The term tokamak is in fact the acronym of the Russian terms “toroïdalnaïa kameras magnitnymi katushkami”, which can be translated as “toroidal chamber with magnetic coils”. It was in fact two Russian researchers who, in 1968, succeeded in attaining temperature levels and plasma confinement times – two of the parameters essential for fusion – never before obtained.“ITER” has largely benefited from feedback from existing facilities”, explains Joëlle Elbez-Uzan, responsible for the safety of the facility at ITER Organization. “Each of the preceding experiments has resolved, one by one, different challenges encountered and ITER is going to integrate all of the technologies developed. For example, the technology of the superconductivity of coils, which has in particular been tested in the French "Tore Supra" tokamak located in Cadarache, which has been operating since 1988, has made it possible to obtain a high magnetic field intensity at the centre of the plasma. The British JET tokamak, inaugurated in 1984, and the American TFTR tokamak, designed in the 1980s, were, for their part, the first to achieve fusion between deuterium and tritium.”

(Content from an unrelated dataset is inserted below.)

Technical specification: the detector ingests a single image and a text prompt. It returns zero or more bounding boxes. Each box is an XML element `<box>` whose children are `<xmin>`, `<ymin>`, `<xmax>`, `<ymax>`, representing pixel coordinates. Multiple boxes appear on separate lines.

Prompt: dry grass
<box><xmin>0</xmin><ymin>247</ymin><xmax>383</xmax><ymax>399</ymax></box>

Other tokamaks have provided building blocks for this international project: KSTAR in South Korea, which produced its first plasma in 2002, EAST in China, which produced its first plasma in 2006, SST-1 in India or instead JT-60, in Japan, which in particular enhanced our knowledge of the physics of the plasma and the manner of maintaining its shape and its stability, away from the walls.
A plasma more energy productive than energy consuming
“Throughout the world, fusion facilities have continuously progressed. The Tore Supra tokamak, of CEA/Cadarache, holds the plasma time record at 6 minutes and 30 seconds”, continues Joëlle Elbez-Uzan.
“The Japanese JT-60 obtained the highest value obtained to date of the triple product of fusion – density, temperature, confinement time. In the United States, fusion facilities have obtained temperatures of several hundreds of millions of degrees Celsius.
All of these remarkable achievements have enabled the science of fusion to come close to the “breakeven” point, which corresponds to the moment when, in a fusion facility, a plasma releases as much energy as it has received to produce the energy. This “breakeven” point has never been reached to date.
The current record is held by the JET, which has managed to reproduce, in the form of energy, 70 % of the power supplied. ITER should be the first, producing 500 MW of energy for 50 MW of energy consumed.”
Once the ITER scientific experiment has demonstrated the feasibility of this fusion based energy system, it is planned to create, on a site that has not yet been determined, a prototype plant known as DEMO. “In ITER, the energy produced is not recovered”, continues Joëlle Elbez-Uzan. “In DEMO, we will not only recover the energy, but we will also test the capacity of this prototype to supply itself with tritium.”
The project is only at the feasibility and elaboration of plans stage. The first stone is not likely to be laid before 2060. And the first power plant based on this prototype could see the light of day by the end of the century.
Interview Benjamin Carreras: Combining empirical extrapolation and modeling
Benjamin Carreras is an American nuclear physicist and a specialist in plasma physics. He formerly worked in the multidisciplinary research Oak Ridge National Laboratory, which depends on the US Department of Energy. Currently a researcher at two Spanish institutions and physics professor at Fairbanks (Alaska, United States), he is also a consultant for IRSN on the ITER project.
What is the biggest technical challenge linked to plasma?
One of the major concerns regards what are known as disruptions, in other words the sudden appearance of plasma instabilities. In the initial tests, before radioactive elements are used, ITER will have to acquire experience on the probability of such disruptions and the way their consequences need to be managed.
How to predict these instabilities?
Aspects of the plasma, which we do not yet fully understand, need to be studied on ITER. Our knowledge is based on smaller devices that are not able to attain the temperatures at which ITER is going to work. We do not have at our disposal sufficient theoretical bases to allow us to predict or calculate the different aspects of the disruption. In order to evaluate the consequences, two means exist: extrapolating from empirical data from present tokamaks or modeling the process, as precisely as possible. However, both approaches have limits.
Can you give an example?
An important problem consists in determining the shortest time taken by the current to collapse during a disruption. The shorter this time, the greater the consequences of the disruption. It is thus vital to enhance the analysis of existing data and the level of modeling of these events and to arrive at three-dimensional models, for example, and at the same time to gather together as much information as possible during the first experimentation phase in order to test the empirical extrapolations already carried out.